Hawkeyes edge Gophers in rivalry match

Minnesota's Logan Storley attempts to take down Iowa's Mike Evans on Saturday, Jan. 26, 2013, at Williams Arena.

Amanda Snyder

Minnesota’s Logan Storley attempts to take down Iowa’s Mike Evans on Saturday, Jan. 26, 2013, at Williams Arena.

Dane Mizutani

The Gophers won four straight matches to close out a dual for the second week in a row Saturday.

It wasn’t enough to pull out a win this time around, as No. 3 Minnesota lost in a tiebreaker to No. 4 Iowa at Williams Arena.

Tony Nelson found himself in a familiar position Saturday. He completed the Gophers’ comeback last week against Illinois and was in position to do so again against the Hawkeyes.

He marched out of the tunnel with his team behind 15-12 on the scoreboard. He said he knew he needed a bonus to pull out the dual win.

That was a little too much to ask in a heavyweight bout, where points are hard to find.

Nelson earned a decision with his 2-1 win, which was good for only three points. Minnesota tied Iowa 15-15 after all 10 matches concluded, and the Hawkeyes won the tiebreaker with a 41-33 edge in total match points.

“If I had the chance, I would have [gone] for the bonus points,” Nelson said, visibly distraught after the match. “I was able to win, but in the future, that’s time I’ve got to go out and win it for the team.”

It was Minnesota’s first Big Ten loss this season.

“This is a match we should’ve won,” assistant coach Brandon Eggum said. “We know we’re the better team … and we had our opportunities tonight.”

Eggum led the team in place of head coach J Robinson, who missed his fourth straight meet. Robinson is recovering from surgery he had for a knee infection.

Eggum pointed to myriad missed chances after the match and didn’t put the sole blame on Nelson, though he made it clear he wants the reigning NCAA champion to be more aggressive on the mat.

“Tony has to go out there and score more points,” Eggum said. “I don’t think he went out with the attacks he’s good at tonight.”

The Gophers dropped five of the first six matches in the rivalry matchup and couldn’t win what assistant coach Luke Becker called “swing matches” at 141 and 165 pounds.

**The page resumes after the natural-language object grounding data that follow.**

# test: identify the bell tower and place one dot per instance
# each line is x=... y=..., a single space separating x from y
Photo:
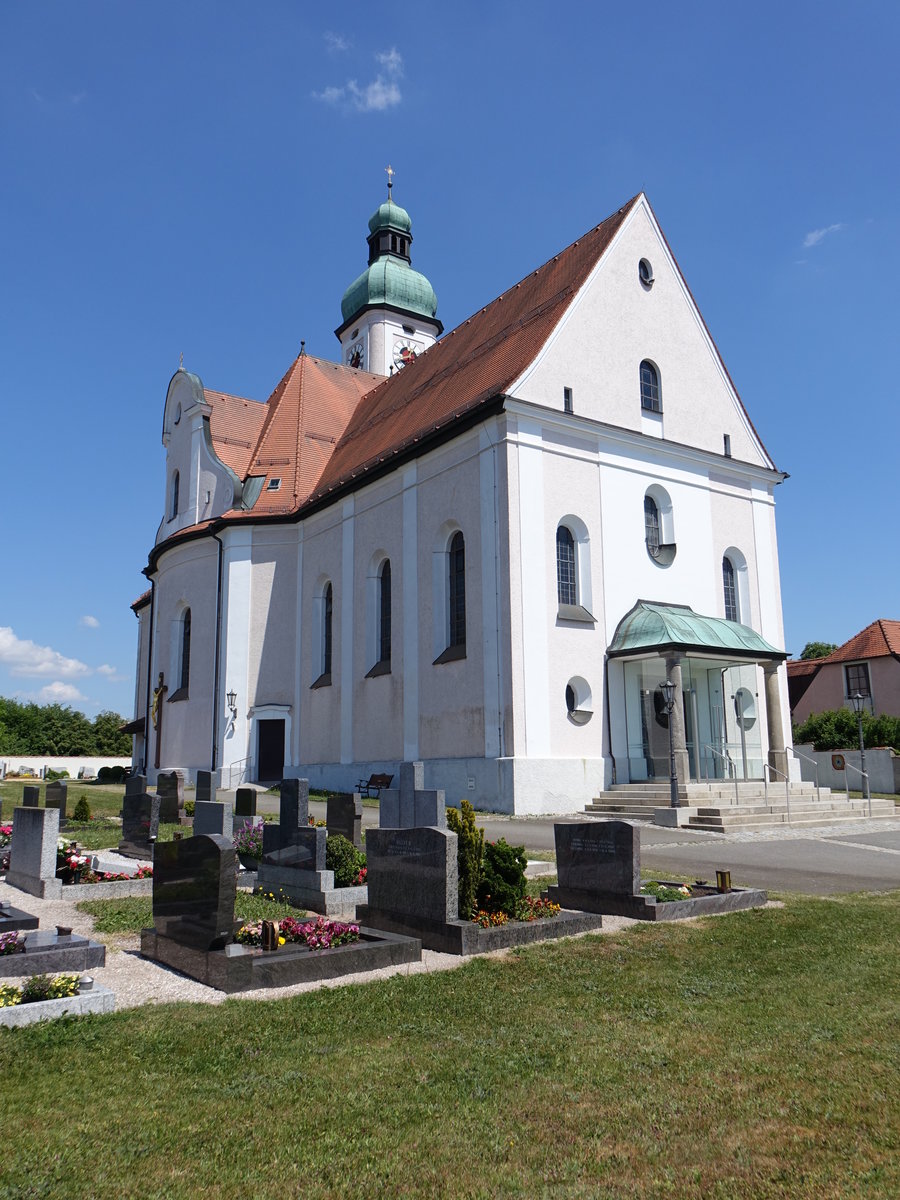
x=389 y=311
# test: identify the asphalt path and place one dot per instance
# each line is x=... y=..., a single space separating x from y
x=825 y=861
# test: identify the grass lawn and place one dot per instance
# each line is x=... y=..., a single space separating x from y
x=748 y=1056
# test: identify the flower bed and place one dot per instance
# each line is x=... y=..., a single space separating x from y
x=316 y=935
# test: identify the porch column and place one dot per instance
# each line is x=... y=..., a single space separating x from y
x=683 y=769
x=774 y=725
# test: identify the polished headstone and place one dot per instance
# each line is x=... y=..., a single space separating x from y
x=135 y=785
x=55 y=798
x=599 y=856
x=171 y=790
x=195 y=891
x=205 y=791
x=413 y=871
x=245 y=802
x=343 y=815
x=33 y=851
x=141 y=825
x=411 y=805
x=213 y=817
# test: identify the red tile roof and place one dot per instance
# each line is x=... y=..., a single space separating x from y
x=479 y=360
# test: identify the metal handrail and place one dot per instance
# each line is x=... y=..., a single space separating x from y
x=815 y=765
x=730 y=763
x=767 y=766
x=864 y=777
x=229 y=768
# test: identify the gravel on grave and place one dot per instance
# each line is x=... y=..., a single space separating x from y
x=136 y=981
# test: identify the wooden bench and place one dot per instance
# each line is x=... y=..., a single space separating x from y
x=373 y=785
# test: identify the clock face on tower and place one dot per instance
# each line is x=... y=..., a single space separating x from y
x=405 y=352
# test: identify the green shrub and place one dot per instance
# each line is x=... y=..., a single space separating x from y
x=343 y=858
x=82 y=810
x=469 y=855
x=503 y=881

Minnesota did manage to fight off potential bonus points in the weights in which they were clearly overmatched. David Thorn (125 pounds) and Danny Zilverberg (157) kept their matches close and lost via decision.

Eggum said he was satisfied with the way Thorn wrestled in his match against the defending NCAA champion at 125 pounds, Matt McDonough. Eggum said he felt that was the first time all season Thorn wrestled a higher-ranked opponent with a belief he could win the fight.

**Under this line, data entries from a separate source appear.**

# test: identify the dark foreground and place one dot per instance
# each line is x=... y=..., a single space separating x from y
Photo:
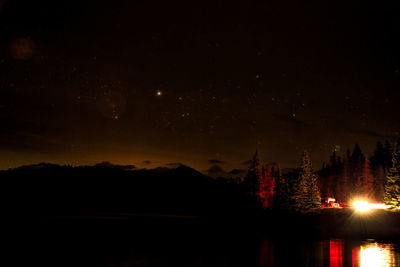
x=170 y=240
x=61 y=216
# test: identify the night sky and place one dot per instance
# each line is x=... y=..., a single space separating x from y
x=151 y=83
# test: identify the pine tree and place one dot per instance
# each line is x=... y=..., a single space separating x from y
x=306 y=195
x=254 y=176
x=344 y=181
x=392 y=188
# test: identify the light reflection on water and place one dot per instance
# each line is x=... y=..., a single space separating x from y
x=374 y=255
x=332 y=253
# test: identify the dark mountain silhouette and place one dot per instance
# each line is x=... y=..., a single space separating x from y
x=49 y=189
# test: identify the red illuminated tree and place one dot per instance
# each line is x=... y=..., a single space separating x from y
x=267 y=188
x=392 y=188
x=307 y=195
x=254 y=176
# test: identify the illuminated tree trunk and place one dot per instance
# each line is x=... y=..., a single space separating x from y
x=392 y=188
x=307 y=195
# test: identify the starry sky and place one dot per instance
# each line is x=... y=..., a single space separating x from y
x=155 y=83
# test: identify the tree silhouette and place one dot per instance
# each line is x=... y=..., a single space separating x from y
x=254 y=176
x=392 y=188
x=307 y=195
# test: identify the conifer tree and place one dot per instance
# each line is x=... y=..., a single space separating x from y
x=254 y=176
x=392 y=188
x=306 y=195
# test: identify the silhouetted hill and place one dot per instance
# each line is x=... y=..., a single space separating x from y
x=48 y=189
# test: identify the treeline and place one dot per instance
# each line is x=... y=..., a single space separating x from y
x=297 y=190
x=354 y=175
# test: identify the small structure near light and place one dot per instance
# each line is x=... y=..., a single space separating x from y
x=361 y=206
x=364 y=206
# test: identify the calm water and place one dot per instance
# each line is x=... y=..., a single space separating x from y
x=153 y=244
x=265 y=252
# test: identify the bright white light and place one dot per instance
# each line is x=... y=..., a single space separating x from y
x=376 y=255
x=361 y=205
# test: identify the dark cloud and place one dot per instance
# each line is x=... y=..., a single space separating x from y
x=370 y=133
x=174 y=164
x=247 y=162
x=117 y=166
x=215 y=161
x=215 y=171
x=291 y=120
x=237 y=171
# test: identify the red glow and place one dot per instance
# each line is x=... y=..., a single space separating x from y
x=267 y=187
x=335 y=253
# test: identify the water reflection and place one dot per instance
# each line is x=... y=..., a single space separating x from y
x=335 y=253
x=374 y=254
x=328 y=253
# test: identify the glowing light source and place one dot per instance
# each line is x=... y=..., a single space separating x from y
x=361 y=205
x=376 y=255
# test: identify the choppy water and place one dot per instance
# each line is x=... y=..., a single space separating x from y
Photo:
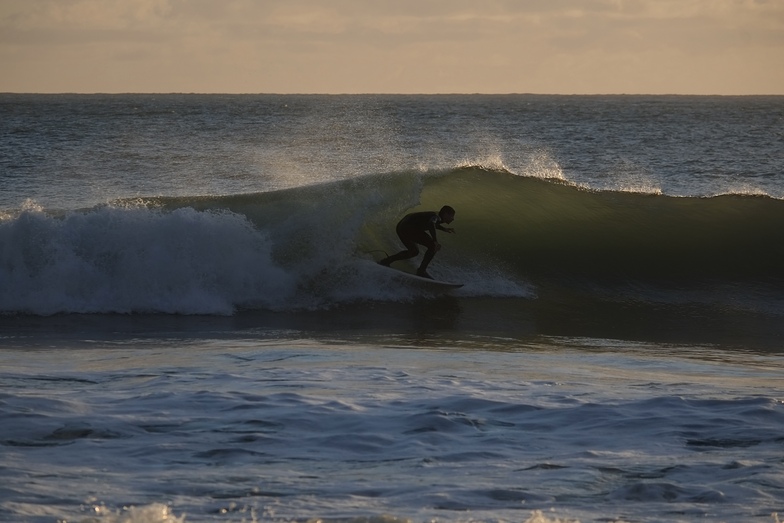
x=193 y=329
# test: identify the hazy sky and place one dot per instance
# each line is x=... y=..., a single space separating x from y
x=393 y=46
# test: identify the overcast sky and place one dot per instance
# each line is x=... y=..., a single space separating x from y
x=393 y=46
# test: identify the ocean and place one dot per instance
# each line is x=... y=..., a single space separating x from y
x=193 y=327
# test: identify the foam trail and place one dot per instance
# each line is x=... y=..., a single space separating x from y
x=115 y=259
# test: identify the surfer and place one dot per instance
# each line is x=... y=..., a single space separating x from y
x=413 y=229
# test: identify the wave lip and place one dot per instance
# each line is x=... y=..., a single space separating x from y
x=301 y=248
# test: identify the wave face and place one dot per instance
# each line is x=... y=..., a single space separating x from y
x=310 y=247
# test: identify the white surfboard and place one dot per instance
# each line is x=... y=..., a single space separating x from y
x=425 y=281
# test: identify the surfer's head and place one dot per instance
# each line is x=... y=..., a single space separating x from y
x=447 y=214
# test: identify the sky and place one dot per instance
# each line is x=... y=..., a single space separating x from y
x=725 y=47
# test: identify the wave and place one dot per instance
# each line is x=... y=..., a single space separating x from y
x=309 y=247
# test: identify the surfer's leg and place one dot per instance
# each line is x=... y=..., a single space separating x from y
x=422 y=271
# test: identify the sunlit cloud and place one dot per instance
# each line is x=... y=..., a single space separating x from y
x=560 y=46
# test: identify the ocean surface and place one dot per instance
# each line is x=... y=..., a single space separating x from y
x=193 y=328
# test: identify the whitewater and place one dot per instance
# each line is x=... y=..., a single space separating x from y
x=193 y=326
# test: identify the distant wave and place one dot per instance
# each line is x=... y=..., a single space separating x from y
x=309 y=247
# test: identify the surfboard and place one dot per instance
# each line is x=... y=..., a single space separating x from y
x=425 y=281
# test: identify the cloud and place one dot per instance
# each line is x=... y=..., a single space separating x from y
x=401 y=46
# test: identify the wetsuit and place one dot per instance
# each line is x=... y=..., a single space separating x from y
x=413 y=229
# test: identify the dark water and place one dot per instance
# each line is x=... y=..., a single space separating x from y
x=193 y=326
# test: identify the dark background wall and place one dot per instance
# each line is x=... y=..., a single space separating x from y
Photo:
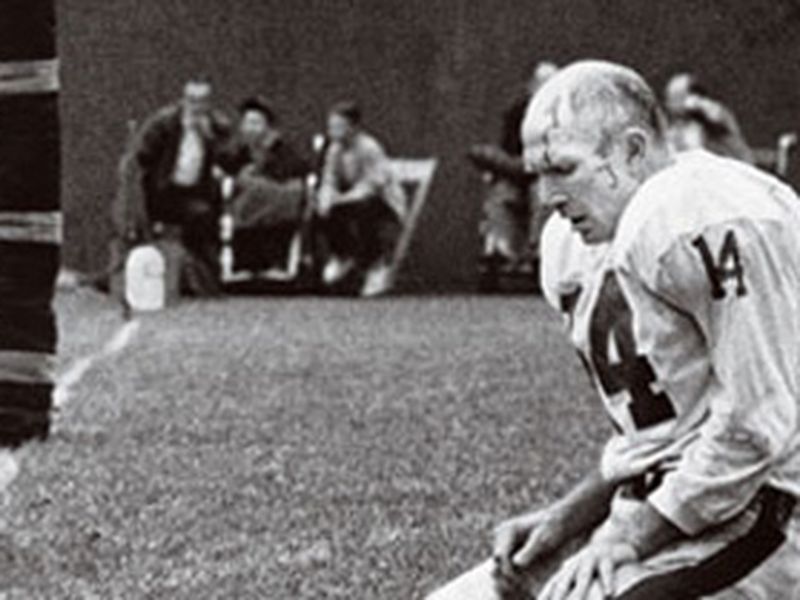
x=433 y=77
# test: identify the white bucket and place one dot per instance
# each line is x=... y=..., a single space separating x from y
x=146 y=279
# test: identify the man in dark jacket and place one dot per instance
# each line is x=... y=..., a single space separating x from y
x=176 y=151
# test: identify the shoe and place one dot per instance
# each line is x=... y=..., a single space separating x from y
x=336 y=269
x=377 y=282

Dylan Ness produced the lone win for the Gophers in the first six matches. Ness rebounded from a bad loss a week ago with a dominant 8-2 decision at 149 pounds. Still, the win fell two points short of a major decision, which Eggum said could’ve swung momentum in Minnesota’s favor.

The Gophers trailed 15-3 with four matches left and needed to win out to have a chance in the dual.

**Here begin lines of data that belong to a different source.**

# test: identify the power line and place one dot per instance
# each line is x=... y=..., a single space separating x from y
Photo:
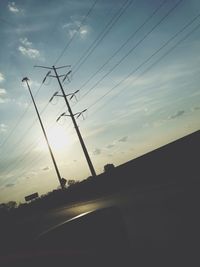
x=123 y=45
x=133 y=48
x=102 y=35
x=76 y=32
x=149 y=58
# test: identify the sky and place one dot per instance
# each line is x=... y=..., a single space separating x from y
x=135 y=65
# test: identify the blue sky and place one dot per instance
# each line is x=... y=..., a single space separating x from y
x=135 y=64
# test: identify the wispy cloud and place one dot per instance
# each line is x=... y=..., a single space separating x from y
x=3 y=128
x=2 y=78
x=195 y=108
x=97 y=151
x=9 y=185
x=75 y=28
x=177 y=114
x=26 y=49
x=110 y=146
x=2 y=91
x=45 y=168
x=2 y=95
x=29 y=52
x=25 y=42
x=123 y=139
x=13 y=8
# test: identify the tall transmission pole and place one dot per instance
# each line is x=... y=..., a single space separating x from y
x=45 y=135
x=91 y=167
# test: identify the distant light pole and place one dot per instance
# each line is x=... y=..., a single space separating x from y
x=45 y=135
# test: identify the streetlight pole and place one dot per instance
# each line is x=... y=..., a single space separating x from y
x=45 y=135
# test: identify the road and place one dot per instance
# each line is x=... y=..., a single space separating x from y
x=162 y=223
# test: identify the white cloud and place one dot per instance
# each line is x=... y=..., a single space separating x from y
x=2 y=94
x=3 y=128
x=75 y=27
x=2 y=91
x=29 y=52
x=25 y=42
x=2 y=78
x=13 y=8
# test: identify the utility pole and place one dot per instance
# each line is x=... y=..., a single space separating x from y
x=91 y=167
x=45 y=135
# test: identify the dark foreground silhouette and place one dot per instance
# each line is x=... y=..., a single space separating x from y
x=158 y=225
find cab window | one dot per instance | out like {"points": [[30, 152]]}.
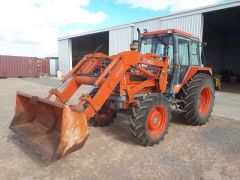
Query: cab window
{"points": [[194, 49], [183, 51]]}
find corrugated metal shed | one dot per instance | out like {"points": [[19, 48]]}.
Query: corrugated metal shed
{"points": [[17, 66], [65, 55], [121, 36], [192, 24], [120, 39], [150, 25]]}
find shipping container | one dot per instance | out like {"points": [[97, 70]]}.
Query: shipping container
{"points": [[19, 66]]}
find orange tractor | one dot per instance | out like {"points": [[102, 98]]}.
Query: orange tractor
{"points": [[166, 73]]}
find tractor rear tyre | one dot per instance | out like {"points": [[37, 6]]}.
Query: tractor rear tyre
{"points": [[104, 117], [197, 99], [150, 120]]}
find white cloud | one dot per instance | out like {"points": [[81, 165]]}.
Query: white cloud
{"points": [[172, 5], [31, 27]]}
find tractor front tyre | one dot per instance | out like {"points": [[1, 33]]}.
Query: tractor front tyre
{"points": [[103, 118], [197, 99], [150, 120]]}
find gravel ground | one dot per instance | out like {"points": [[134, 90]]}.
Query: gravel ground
{"points": [[207, 152]]}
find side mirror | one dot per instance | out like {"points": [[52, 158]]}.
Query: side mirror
{"points": [[203, 44]]}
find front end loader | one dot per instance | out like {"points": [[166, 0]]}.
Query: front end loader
{"points": [[147, 83]]}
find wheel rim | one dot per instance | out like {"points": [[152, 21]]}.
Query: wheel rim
{"points": [[156, 121], [204, 101], [106, 115]]}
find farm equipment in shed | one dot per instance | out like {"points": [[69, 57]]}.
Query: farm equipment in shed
{"points": [[165, 73]]}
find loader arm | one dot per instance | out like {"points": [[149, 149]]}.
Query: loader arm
{"points": [[56, 129]]}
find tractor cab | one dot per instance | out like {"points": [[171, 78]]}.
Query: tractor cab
{"points": [[181, 48]]}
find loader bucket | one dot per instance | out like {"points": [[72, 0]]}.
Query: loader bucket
{"points": [[51, 129]]}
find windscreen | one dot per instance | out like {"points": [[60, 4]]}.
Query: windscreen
{"points": [[162, 45]]}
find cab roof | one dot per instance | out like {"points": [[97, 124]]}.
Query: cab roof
{"points": [[170, 31]]}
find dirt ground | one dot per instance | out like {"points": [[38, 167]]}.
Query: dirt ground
{"points": [[207, 152]]}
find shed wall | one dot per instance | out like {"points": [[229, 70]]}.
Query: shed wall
{"points": [[150, 25], [192, 24], [120, 39], [65, 55]]}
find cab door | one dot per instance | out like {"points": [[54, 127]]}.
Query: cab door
{"points": [[183, 56]]}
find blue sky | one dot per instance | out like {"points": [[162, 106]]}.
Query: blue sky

Minnesota was favored in all four matches, and redshirt junior Kevin Steinhaus said he was confident in his squad.

Logan Storley started the comeback with a 4-3 decision after he fended off a late takedown attempt.

Steinhaus followed suit, but he was unable to generate bonus points in a pivotal match. He was ranked much higher than his foe, but he only won with a 6-3 decision.

“I wrestled far from a perfect match,” Steinhaus said. “I didn’t do a very good job at the end of the match to get takedowns.”

Scott Schiller was also unable to collect bonus points in his bout, but he managed to win in overtime and gave Nelson a chance.

Steinhaus said the loss is a big disappointment, but he said he’s confident the two teams will meet again.

“It’s no fun to tie, and they won on criteria, so it doesn’t feel very good,” Steinhaus said. “It feels like a loss.